Rede für Frank-Ulrich Vögely, Bergfriedhof Heidelberg, 19. Februar 2011

 
 

Prof. Dr. Carlo Michael Sommer

„Heidelberger/Mannheimer Zeit“

_________________________


Liebe Geli, liebe Freunde, Familie, Trauergäste,


stellen wir uns eine große Jamsession vor, mit einer treuen Kernbesetzung, mit ganz großen Namen aus der Welt oder der Region, mit immer neuen jungen Talenten, gestandenen Meistern. Mit einem aktiven Publikum, mit einem einzigartigen Geist und wunderbaren Momenten und Ergebnissen, im Kleinen wie im Großen, in der Kunst wie im Menschlichen überhaupt.


Stellen wir uns eine solche Jamsession vor nicht nur für die Musik aus allen Genres, sondern auch mit allen Künsten, auch den handwerklichen, den wissenschaftlichen, sozialen, den Lebenskünsten.


Stellen wir uns eine solche Jamsession als ganzes Leben vor. Franks Leben.
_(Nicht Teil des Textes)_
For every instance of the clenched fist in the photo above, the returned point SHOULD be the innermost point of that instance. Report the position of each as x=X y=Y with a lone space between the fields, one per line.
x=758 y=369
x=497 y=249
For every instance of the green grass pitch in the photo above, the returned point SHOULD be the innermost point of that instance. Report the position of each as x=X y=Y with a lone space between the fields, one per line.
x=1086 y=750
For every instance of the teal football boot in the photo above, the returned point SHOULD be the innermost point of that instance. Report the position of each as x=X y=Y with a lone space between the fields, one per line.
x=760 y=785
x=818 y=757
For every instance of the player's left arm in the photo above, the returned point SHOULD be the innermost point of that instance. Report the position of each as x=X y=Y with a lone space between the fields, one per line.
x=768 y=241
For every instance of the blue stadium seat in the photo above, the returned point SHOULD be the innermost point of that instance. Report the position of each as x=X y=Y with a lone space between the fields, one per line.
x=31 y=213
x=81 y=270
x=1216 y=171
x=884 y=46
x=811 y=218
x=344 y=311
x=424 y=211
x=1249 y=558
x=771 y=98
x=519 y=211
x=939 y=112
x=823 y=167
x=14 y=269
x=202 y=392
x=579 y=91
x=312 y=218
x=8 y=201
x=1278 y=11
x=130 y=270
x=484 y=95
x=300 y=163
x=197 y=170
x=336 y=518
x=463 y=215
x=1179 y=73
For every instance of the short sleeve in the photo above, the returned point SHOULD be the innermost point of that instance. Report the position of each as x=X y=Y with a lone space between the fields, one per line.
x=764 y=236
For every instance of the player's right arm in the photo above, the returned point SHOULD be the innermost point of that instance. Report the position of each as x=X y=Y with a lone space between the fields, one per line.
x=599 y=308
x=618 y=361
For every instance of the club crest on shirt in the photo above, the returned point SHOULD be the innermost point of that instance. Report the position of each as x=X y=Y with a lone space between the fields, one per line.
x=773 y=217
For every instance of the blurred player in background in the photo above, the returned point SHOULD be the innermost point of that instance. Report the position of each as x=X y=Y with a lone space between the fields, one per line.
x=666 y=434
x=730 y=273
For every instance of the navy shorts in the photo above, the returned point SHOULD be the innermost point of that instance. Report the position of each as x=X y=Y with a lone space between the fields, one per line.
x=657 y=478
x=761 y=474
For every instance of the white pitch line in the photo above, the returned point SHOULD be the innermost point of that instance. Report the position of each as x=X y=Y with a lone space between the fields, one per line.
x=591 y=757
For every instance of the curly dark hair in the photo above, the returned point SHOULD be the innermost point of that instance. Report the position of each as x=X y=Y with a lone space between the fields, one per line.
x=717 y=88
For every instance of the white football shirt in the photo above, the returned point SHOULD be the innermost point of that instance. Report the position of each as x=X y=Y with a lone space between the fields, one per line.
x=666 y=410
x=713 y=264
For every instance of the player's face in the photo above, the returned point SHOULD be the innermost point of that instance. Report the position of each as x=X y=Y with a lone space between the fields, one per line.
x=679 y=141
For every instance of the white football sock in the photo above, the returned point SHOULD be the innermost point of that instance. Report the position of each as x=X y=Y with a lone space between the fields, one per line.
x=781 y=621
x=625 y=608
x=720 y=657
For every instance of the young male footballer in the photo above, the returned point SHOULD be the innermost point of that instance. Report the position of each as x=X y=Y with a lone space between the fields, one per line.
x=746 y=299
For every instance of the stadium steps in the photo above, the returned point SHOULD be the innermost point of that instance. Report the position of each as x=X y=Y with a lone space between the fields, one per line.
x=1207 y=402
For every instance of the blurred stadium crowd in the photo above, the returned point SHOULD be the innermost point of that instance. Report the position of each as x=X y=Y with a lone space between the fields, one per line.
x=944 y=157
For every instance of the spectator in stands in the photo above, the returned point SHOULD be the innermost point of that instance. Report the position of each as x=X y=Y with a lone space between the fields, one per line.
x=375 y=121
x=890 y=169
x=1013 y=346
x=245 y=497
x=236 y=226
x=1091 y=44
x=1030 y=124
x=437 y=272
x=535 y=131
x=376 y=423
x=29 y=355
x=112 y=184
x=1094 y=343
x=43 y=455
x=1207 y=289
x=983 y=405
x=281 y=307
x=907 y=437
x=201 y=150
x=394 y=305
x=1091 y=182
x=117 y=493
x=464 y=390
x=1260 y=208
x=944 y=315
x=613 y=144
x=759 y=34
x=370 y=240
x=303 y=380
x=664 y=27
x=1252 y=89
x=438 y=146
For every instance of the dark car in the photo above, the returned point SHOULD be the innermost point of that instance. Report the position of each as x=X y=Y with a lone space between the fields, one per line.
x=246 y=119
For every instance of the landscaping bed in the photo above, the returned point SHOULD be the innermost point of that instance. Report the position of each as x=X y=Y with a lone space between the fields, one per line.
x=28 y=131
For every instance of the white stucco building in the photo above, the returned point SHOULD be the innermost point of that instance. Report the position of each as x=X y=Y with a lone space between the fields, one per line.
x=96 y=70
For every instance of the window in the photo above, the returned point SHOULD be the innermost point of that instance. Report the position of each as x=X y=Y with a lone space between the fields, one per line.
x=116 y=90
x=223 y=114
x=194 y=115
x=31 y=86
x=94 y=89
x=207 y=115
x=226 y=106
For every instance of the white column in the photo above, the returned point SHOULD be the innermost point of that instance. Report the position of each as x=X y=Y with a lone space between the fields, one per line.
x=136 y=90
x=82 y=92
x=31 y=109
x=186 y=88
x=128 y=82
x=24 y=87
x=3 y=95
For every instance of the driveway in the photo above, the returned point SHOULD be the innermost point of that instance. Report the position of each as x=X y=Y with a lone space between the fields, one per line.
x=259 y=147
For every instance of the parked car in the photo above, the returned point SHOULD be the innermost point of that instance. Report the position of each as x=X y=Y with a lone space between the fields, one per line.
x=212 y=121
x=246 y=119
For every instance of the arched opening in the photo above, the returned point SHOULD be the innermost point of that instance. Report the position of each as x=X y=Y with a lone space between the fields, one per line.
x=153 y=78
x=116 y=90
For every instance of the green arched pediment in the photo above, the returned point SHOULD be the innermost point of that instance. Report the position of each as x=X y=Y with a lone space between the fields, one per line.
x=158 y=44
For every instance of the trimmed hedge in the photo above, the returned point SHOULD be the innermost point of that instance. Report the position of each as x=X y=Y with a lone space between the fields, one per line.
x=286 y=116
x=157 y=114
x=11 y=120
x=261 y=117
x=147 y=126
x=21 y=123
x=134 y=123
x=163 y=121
Wer daran teilhaben durfte, konnte erleben, wie wunderbar das war, in gewisser Weise eine Art soziales und künstlerisches Arkadien.


Stellen wir uns einen Mann vor, der nicht nur Urheber, Kraftzentrum, Inspirator dieser Kunst und Lebenskunst war, sondern zugleich noch die Bühne baute, das Piano schleppte, die Künstler und Gäste fuhr, beherbergte, aus irgendeiner materiellen oder anderen Not rettete, und und und…


Frank. Was für eine unfassbare Energie, Kreativität, Hingabe, Liebe, Freundschaft!

So habe ich ihn schon vor fast dreieinhalb Jahrzehnten kennengelernt. Wie viele Generationen hat er seither in Bann gezogen und inspiriert? Zu den alten Freunden sind immer wieder neu auch ganz junge gekommen. 


Damals in den unruhigen Zeiten des Deutschen Herbsts, verließ Frank das Bibliographische Institut. Beim Verlag wie schon zuvor an der Universität hat er herausragende Arbeit geleistet. Wer herausragt, eckt aber auch an. Frank hat sich nie verbiegen lassen, ist aktiv und unbeugsam gerade auch für andere eingestanden. Er hat da viel erreicht, aber eben auch den Kopf hingehalten.


Es war nur konsequent, dass er sich damals endgültig in das Leben als freier Kulturschaffender aufmachte. So konsequent im Großen wie im Kleinen, haben wohl wenige gelebt. Das war häufig nicht einfach. Aber er hat sich nicht geschont. Und – auch gesundheitlich – einen Preis dafür zahlen müssen. Was für ein Glück hatte er mit Geli, die ihm nicht nur in dieser Hinsicht sondern grundsätzlich als kongeniale Partnerin zur Seite stand.   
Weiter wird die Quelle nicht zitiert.